An easygoing, hippie-type guy who preferred commune living to building an empire. No, he wouldn’t be Cappy’s dream husband for her only daughter.
“Is that all?” I asked, hoping for more.
An unreadable expression swept over her face—bewil—derment, anger, sadness? I couldn’t tell.
“Are you close to your family, Benni?” she asked.
I stuck my hands deep into the pockets of my jeans. “We have our squabbles, but, yes, I’d say we’re close.”
“No secrets?”
Remembering all that had happened last May concerning my own past and that of my mother and of my father’s often frustrating reserve and lack of openness, I answered, “Every family has secrets, I think.” I inhaled deeply, the overwhelming sweetness of the hundreds of roses making me slightly sick to my stomach.
“Maybe so, but there were too many unanswerable ones in the Brown family for my taste. Moonie and I wanted to raise our girls in a more open environment. And we did. I don’t regret leaving at all. As a matter of fact, if it were possible, I would have never come back to Seven Sisters. But it’s JJ’s and Bliss’s heritage. Good or bad, I couldn’t keep it from them forever. I just worry that the malevolence I’ve always sensed permeated the Brown family will hurt my girls. Especially now that Bliss is going to have a baby. I’ll never forgive myself if it does.” She turned and walked away before I could question her more.
What secrets? Secrets terrible enough that the family could be blackmailed? Secrets terrible enough to kill to keep hidden?
Those questions churned through my brain when I walked back to my truck. I poured some bottled water into a tin pie plate for Scout. While he gratefully lapped it up, I contemplated my next move. My answer came when Cappy drove up in her old Jeep Wagoneer.
“Benni! One of the grooms told me you were here,” she said, climbing out. Her expression appeared congenial and welcoming.
“I thought I’d come out and see if Bliss was working any of the horses. And I hadn’t gone through the winetasting room and rose garden yet.”

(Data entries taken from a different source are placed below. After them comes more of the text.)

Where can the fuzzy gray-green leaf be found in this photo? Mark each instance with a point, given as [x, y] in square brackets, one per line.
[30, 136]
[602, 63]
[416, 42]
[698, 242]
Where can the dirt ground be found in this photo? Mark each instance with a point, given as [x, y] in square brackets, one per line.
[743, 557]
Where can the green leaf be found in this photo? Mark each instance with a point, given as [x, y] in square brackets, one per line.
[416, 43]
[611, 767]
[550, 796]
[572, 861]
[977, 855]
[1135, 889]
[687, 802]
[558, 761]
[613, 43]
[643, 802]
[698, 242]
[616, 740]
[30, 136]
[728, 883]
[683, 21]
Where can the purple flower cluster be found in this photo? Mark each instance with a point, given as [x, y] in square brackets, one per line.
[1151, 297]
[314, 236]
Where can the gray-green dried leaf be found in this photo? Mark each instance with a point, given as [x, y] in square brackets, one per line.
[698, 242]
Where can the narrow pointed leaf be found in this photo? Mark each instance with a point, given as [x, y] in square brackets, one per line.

She reached down and scratched behind Scout’s ears. “So, what did you think of them?” His tail wagged slowly.
“The adobe’s been restored wonderfully. And the rose garden is spectacular.”
“They should be. They cost enough.”
Just the opening I needed. “What’s going to happen now? Wasn’t the winery mostly Giles’s business?”

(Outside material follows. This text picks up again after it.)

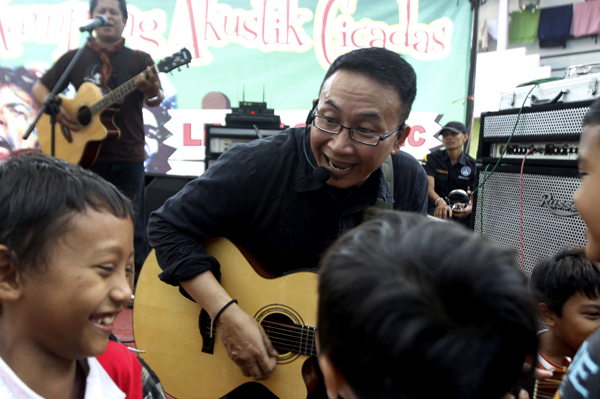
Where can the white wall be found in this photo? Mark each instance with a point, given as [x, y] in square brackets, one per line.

Her weathered face seemed to lengthen, and her lips and eyes narrowed to a thin line. I remembered the look. Suddenly I felt fifteen again.
“That still hasn’t been decided,” she said, her voice short. “Is there something I can do for you?”
I felt my face turn red. “No, like I said, I was just coming out to see if Bliss was working the horses . . . ”
“She won’t be doing that for a while. She’s not happy about it, but I won’t have her taking any chances with the baby.”
I nodded. “Yes, I understand. I guess I’ll go, then.”
She looked straight into my eyes, a cold steel gray that didn’t show a hint of her years. They were the same eyes that gave me no sympathy when, tears in my own hazel eyes, I fell off my barrel-racing pony for the fifth time.
Your own fault,
she’d said at the time.
God gave you thighs for a reason. Use them to stick to your pony the next time.
“That would be best. Give my regards to Dove.”
“Yes, ma’am.”
Her back stiff as an oak trunk, she strode toward her Jeep, then stopped and faced me. “Benni, no matter what Bliss says, please don’t come out to the stables again without my knowledge. We have a strict routine with the horses, and new people make them nervous.”
My face was hot enough to fry eggs. “Yes, ma’am.”
On the drive back, Gabe’s annoyingly smug voice silently reprimanded me for my snooping.
That’s what you get,
it said.
Are you embarrassed enough to mind your own business now?
At home, I took a quick shower and changed into new black jeans, my dressy Tony Lama boots, and a teal-colored silk tank top with a lacy V front. With black and silver Navajo earrings, I didn’t look quite as much like I’d just come in from cleaning horse stalls.